The USA FIRST Act would move unobligated funds that were appropriated to the United States Agency for International Development (USAID) but have not yet been obligated for use (as of the date of enactment) into the Disaster Relief Fund. The transferred amounts would then be available to support major disasters declared under the Robert T. Stafford Disaster Relief and Emergency Assistance Act. In short, unused foreign aid dollars would be redirected to domestic disaster relief efforts. The bill is narrow in scope: it does not create new spending, it simply reclaims unused USAID funds for disaster response and recovery. The bill was introduced in the House on February 14, 2025, by Rep. Brecheen (joined by Reps. Norman and Donalds) and referred to the Appropriations Committee. It defines the eligible funds as “covered funds” that are unobligated and previously appropriated to USAID as of enactment. If enacted, it would direct those unobligated funds to the Stafford Act’s Disaster Relief Fund to be used for major disasters under 42 U.S.C. 5170.

Key Points

  • 1Transfers unobligated USAID funds to the Disaster Relief Fund to support major disasters under the Stafford Act.
  • 2“Covered funds” means unobligated funds previously appropriated to USAID as of the date of enactment.
  • 3The transfer applies specifically to major disasters declared under section 401 of the Stafford Act.
  • 4The bill does not authorize new spending; it reallocates existing, unused appropriations.
  • 5Introduced in the House by Rep.
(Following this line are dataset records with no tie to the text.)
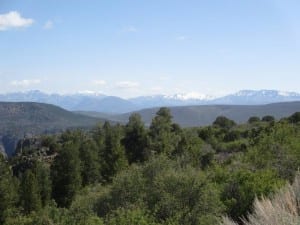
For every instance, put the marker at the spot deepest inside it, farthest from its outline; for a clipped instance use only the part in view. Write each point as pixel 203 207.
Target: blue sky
pixel 134 47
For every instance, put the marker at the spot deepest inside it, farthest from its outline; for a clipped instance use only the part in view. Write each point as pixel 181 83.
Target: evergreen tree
pixel 65 173
pixel 113 155
pixel 162 139
pixel 89 162
pixel 30 197
pixel 8 193
pixel 42 173
pixel 135 140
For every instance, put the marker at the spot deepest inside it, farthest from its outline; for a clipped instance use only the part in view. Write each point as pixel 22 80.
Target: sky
pixel 130 48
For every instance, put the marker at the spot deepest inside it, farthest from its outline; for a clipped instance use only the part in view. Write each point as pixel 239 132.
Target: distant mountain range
pixel 29 119
pixel 117 105
pixel 203 115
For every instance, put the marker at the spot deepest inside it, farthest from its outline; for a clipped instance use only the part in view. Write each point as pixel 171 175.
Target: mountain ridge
pixel 116 105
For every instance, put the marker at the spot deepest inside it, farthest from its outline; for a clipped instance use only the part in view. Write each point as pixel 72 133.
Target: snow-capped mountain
pixel 250 97
pixel 88 101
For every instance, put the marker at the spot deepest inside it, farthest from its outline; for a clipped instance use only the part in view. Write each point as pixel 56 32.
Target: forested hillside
pixel 21 119
pixel 137 175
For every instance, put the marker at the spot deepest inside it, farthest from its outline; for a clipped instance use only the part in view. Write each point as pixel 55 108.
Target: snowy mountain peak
pixel 189 96
pixel 265 93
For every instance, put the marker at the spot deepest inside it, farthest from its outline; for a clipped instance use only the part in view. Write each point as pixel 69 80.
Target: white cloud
pixel 25 83
pixel 48 25
pixel 181 38
pixel 99 82
pixel 129 29
pixel 127 85
pixel 13 19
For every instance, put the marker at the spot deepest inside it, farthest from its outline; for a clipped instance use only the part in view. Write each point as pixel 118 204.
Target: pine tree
pixel 8 192
pixel 89 162
pixel 135 140
pixel 65 173
pixel 162 137
pixel 30 197
pixel 113 155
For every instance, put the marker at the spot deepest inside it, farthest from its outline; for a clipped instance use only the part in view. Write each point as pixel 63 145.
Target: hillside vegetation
pixel 22 119
pixel 158 175
pixel 204 115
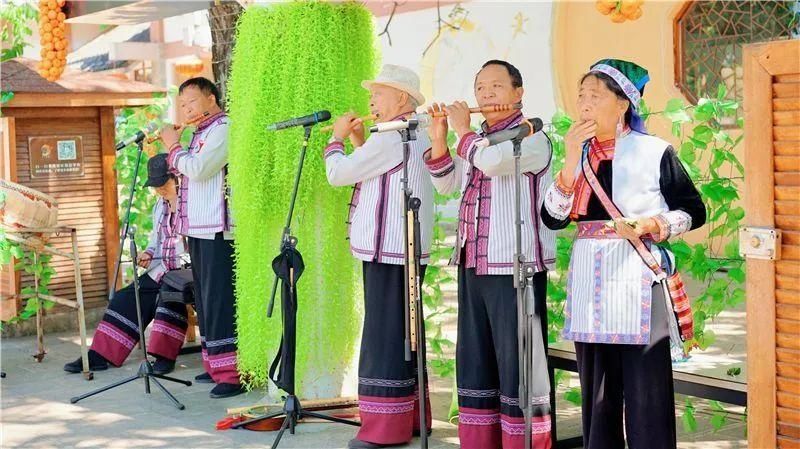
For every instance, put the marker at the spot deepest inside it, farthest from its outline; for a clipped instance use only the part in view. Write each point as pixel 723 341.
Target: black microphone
pixel 139 136
pixel 312 119
pixel 527 127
Brecheen (with Reps. Norman and Donalds) on February 14, 2025, and referred to the Appropriations Committee.

Impact Areas

Primary: USAID (foreign aid programs) and domestic disaster relief efforts funded by the Disaster Relief Fund; taxpayers who ultimately bear budgetary and policy trade-offs.Secondary: Recipients of international development assistance (countries and populations abroad), U.S. foreign policy and diplomatic partners, and international NGOs that rely on USAID funding.Additional impacts: Potential reduction in available USAID funding for international programs, possible shifts in U.S. global development commitments, and a reallocation of resources within the federal disaster relief framework without increasing overall federal spending.